Test automation UI: stop the flake at record time
Every other guide on "test automation ui" treats flakes as a replay-time problem and sells you the cure: auto-wait, retries, AI self-healing locators, visual fallback. Useful. Downstream. This page covers the move you can make one step earlier. Terminator's workflow recorder refuses to serialize the three classes of ephemeral data that create most UI-test flakes (relative timestamps, Windows COM null dressings, browser plumbing panes) into the selector string. The selector you record is the selector that still matches six months from now.
The filter set, straight from the source
This is the actual static HashSet the recorder loads once at startup. Every captured Name, Text, and Value field is lowercased, trimmed, and matched against it. If a field is in the set, serde's skip_serializing_if drops the field from the recorded event. The selector builder then has nothing to encode, so the selector falls back to role or native ID, both stable.
Ten patterns that rot a selector overnight
Slack, Teams, Gmail, Outlook, Notion, Linear: every modern app renders timestamps relative to now. "Posted 5 mins ago" is convenient for humans and lethal for a recorded selector. Six minutes later the match is gone. Terminator ships a dedicated, grep-able filter that catches all ten common dressings of relative time and refuses to encode any of them into the selector name: attribute.
Raw accessibility tree in, stable selector out
The recorder sits between the noisy accessibility tree and the clean selector that lands in your test file. Three filter layers run in sequence. What comes out the other side is deterministic: same click, same tree, same selector, every run.
Three filters, one clean selector
What the raw tree actually looks like
Here is a real UIA dump shape from Chrome, the kind you see in Accessibility Insights. Eight nodes between the window and the button you clicked. Six of them are ephemeral. A naive recorder walks this tree top to bottom and encodes all eight.
What the recorder emits after filtering
Same click. Same tree. The three filter layers collapse the chain from eight nodes down to three. Every remaining node is a property that an app is contractually obligated to expose consistently across runs (executable name, page title, aria label).
Values the recorder will never write into a selector
Every one of these appears as a literal substring in events.rs. Lowercased, trimmed, and pattern-matched on every captured Name, Text, and Value. Any field containing one of these is dropped from the emitted selector.
The parent-chain filter, walked level by level
This is the logic the recorder applies to every ancestor when building the selector chain.
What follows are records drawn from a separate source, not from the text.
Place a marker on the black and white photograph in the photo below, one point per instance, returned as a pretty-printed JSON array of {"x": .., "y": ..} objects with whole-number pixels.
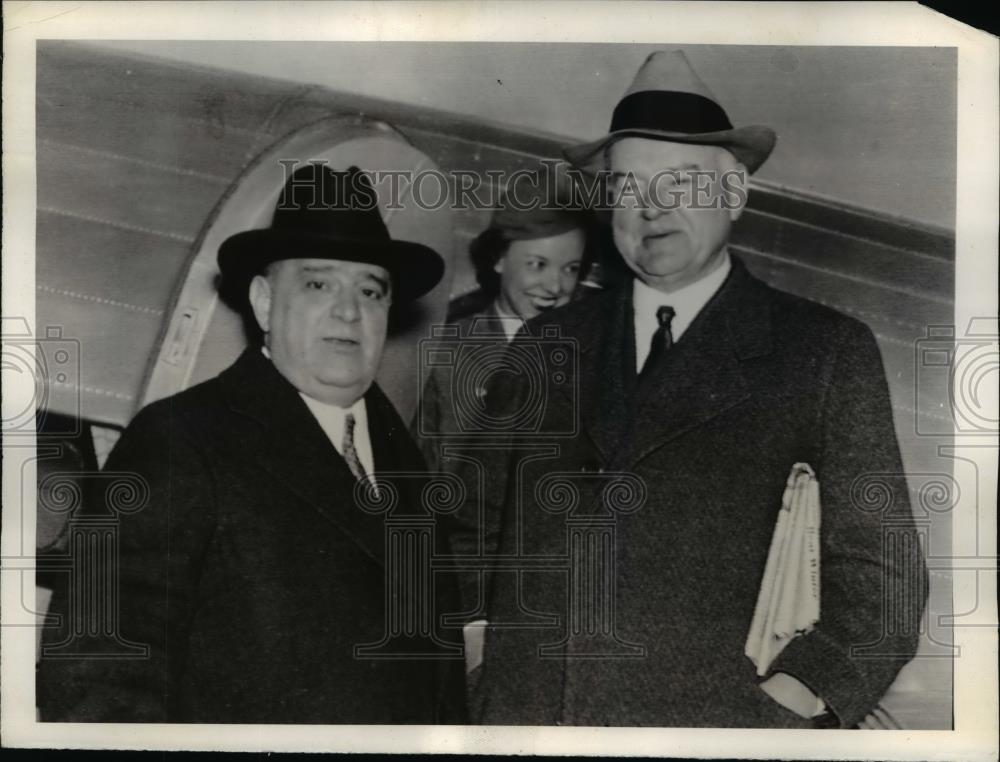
[{"x": 407, "y": 383}]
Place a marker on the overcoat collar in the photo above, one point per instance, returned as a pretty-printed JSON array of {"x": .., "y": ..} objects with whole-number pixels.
[
  {"x": 293, "y": 448},
  {"x": 701, "y": 377}
]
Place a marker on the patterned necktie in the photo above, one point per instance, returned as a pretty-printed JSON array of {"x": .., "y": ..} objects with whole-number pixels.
[
  {"x": 662, "y": 338},
  {"x": 350, "y": 454}
]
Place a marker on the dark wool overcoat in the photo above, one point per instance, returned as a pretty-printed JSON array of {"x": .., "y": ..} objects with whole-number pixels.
[
  {"x": 761, "y": 380},
  {"x": 252, "y": 574}
]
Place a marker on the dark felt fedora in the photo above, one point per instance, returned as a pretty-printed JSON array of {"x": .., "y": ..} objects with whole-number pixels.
[
  {"x": 326, "y": 214},
  {"x": 668, "y": 101}
]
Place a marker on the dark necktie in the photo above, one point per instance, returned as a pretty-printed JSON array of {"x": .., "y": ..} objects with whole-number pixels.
[
  {"x": 350, "y": 454},
  {"x": 662, "y": 338}
]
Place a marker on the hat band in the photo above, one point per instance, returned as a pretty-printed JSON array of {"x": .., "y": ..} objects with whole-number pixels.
[{"x": 669, "y": 111}]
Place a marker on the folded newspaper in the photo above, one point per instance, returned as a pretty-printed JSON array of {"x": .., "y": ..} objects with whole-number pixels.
[{"x": 788, "y": 602}]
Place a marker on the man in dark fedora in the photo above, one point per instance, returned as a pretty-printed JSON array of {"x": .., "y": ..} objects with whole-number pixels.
[
  {"x": 708, "y": 386},
  {"x": 252, "y": 575}
]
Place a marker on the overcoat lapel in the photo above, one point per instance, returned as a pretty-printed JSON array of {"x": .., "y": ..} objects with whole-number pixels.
[
  {"x": 293, "y": 448},
  {"x": 702, "y": 375}
]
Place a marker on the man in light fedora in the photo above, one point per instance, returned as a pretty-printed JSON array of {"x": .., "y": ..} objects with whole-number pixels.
[
  {"x": 709, "y": 386},
  {"x": 252, "y": 574}
]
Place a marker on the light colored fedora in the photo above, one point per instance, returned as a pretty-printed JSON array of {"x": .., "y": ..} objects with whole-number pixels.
[{"x": 668, "y": 101}]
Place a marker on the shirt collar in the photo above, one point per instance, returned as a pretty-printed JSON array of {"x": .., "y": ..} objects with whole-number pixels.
[
  {"x": 511, "y": 324},
  {"x": 687, "y": 301}
]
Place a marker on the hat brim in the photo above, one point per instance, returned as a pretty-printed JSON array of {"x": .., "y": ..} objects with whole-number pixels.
[
  {"x": 414, "y": 268},
  {"x": 750, "y": 145}
]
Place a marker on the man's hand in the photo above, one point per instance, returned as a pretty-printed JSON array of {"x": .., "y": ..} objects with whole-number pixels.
[{"x": 792, "y": 695}]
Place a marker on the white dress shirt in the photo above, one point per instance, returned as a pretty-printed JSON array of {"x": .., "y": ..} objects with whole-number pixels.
[
  {"x": 332, "y": 420},
  {"x": 511, "y": 324},
  {"x": 687, "y": 302}
]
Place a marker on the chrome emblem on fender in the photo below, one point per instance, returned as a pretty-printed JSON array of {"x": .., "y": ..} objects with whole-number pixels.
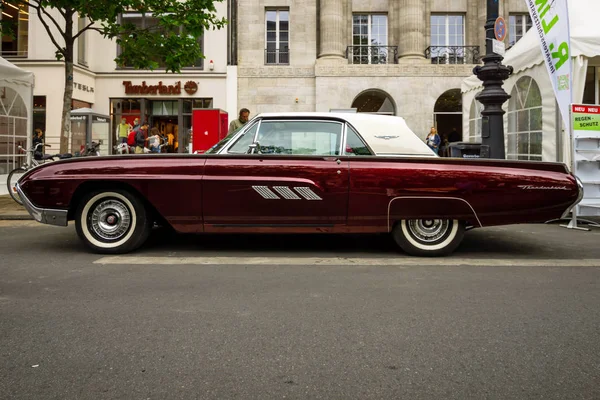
[{"x": 532, "y": 187}]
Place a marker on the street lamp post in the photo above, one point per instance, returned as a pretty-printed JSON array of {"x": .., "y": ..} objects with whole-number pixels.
[{"x": 493, "y": 74}]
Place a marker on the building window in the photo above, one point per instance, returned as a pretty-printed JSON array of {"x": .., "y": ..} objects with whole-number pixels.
[
  {"x": 448, "y": 39},
  {"x": 81, "y": 45},
  {"x": 475, "y": 121},
  {"x": 15, "y": 17},
  {"x": 369, "y": 39},
  {"x": 518, "y": 25},
  {"x": 524, "y": 131},
  {"x": 277, "y": 37},
  {"x": 147, "y": 20}
]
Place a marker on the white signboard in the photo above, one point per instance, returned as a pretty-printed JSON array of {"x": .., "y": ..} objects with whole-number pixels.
[{"x": 551, "y": 21}]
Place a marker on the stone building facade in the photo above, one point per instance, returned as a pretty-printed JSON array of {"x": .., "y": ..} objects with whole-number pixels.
[{"x": 399, "y": 57}]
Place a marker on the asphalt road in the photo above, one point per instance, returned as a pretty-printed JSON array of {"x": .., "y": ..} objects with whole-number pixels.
[{"x": 75, "y": 325}]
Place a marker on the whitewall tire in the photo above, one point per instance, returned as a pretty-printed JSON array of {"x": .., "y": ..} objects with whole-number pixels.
[
  {"x": 113, "y": 221},
  {"x": 429, "y": 237}
]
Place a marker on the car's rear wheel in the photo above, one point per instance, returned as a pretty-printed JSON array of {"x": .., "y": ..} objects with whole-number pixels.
[
  {"x": 113, "y": 221},
  {"x": 429, "y": 237}
]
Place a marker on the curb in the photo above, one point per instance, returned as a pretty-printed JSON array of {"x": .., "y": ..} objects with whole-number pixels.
[{"x": 15, "y": 217}]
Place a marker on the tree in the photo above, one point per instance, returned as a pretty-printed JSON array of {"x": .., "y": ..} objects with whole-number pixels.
[{"x": 170, "y": 40}]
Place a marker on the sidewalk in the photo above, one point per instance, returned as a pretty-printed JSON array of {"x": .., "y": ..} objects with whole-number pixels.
[{"x": 9, "y": 209}]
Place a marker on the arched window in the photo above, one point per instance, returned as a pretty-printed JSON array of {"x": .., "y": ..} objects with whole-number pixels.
[
  {"x": 13, "y": 129},
  {"x": 374, "y": 101},
  {"x": 448, "y": 115},
  {"x": 524, "y": 131},
  {"x": 475, "y": 121}
]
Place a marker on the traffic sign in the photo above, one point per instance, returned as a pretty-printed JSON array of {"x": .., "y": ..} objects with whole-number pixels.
[{"x": 500, "y": 29}]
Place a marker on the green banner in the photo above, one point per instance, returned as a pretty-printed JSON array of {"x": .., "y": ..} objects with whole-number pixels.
[{"x": 586, "y": 122}]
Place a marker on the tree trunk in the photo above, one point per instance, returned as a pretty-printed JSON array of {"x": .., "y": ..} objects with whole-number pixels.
[
  {"x": 66, "y": 113},
  {"x": 68, "y": 94}
]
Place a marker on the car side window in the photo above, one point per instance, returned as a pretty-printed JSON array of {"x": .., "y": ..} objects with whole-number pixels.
[
  {"x": 242, "y": 143},
  {"x": 354, "y": 144},
  {"x": 313, "y": 138}
]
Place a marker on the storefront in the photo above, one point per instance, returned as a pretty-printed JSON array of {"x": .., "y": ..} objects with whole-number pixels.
[{"x": 166, "y": 104}]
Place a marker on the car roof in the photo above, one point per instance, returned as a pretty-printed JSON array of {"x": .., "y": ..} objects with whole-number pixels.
[{"x": 386, "y": 135}]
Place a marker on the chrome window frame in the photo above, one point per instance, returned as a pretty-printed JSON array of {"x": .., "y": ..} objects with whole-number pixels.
[{"x": 225, "y": 150}]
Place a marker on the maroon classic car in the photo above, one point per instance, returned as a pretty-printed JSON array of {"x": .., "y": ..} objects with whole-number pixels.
[{"x": 299, "y": 173}]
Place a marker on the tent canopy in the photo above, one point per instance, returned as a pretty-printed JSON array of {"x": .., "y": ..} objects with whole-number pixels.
[
  {"x": 526, "y": 53},
  {"x": 10, "y": 73}
]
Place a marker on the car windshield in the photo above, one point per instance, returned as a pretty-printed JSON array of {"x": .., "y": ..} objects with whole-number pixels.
[{"x": 215, "y": 149}]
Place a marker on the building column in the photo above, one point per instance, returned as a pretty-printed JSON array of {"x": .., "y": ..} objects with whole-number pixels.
[
  {"x": 413, "y": 29},
  {"x": 333, "y": 43}
]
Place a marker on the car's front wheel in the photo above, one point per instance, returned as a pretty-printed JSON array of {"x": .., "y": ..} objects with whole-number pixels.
[
  {"x": 429, "y": 237},
  {"x": 113, "y": 221}
]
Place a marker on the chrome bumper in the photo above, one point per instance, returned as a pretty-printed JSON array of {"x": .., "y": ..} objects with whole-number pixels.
[
  {"x": 579, "y": 198},
  {"x": 43, "y": 215}
]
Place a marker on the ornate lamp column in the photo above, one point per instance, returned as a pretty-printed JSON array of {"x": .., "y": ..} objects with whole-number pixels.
[{"x": 493, "y": 74}]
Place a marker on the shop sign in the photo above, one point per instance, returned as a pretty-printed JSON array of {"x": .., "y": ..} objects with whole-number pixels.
[
  {"x": 190, "y": 87},
  {"x": 84, "y": 88},
  {"x": 144, "y": 88}
]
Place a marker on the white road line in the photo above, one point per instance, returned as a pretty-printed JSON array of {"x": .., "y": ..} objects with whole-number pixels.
[{"x": 399, "y": 261}]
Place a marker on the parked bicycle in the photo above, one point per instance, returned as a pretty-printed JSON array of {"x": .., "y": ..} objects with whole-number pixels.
[
  {"x": 15, "y": 174},
  {"x": 91, "y": 149}
]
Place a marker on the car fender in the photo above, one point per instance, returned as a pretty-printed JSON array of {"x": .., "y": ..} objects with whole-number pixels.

It is not a one-shot check on the leaf; each grandparent, great-grandparent, and window-level node re-runs the same four predicates. An ancestor whose name was a timestamp an hour ago would silently break replay even if the leaf itself is fine.
Six filter layers, one card each
Every rule below is in one file: crates/terminator-workflow-recorder/src/events.rs. No YAML config, no hidden heuristics. Each layer runs before the selector is stringified, so none of the rot below ever lands in your recorded test file.
NULL_LIKE_VALUES (~20 patterns)
The constant HashSet compiled once on startup. Every captured Name, Text, Value, and hierarchy field is lowercased, trimmed, and checked against the set. If it hits, the field serializes as None via serde's skip_serializing_if. Includes both generic placeholders (null, undefined, n/a) and Windows-specific COM output (bstr(), variant(), variant(empty)).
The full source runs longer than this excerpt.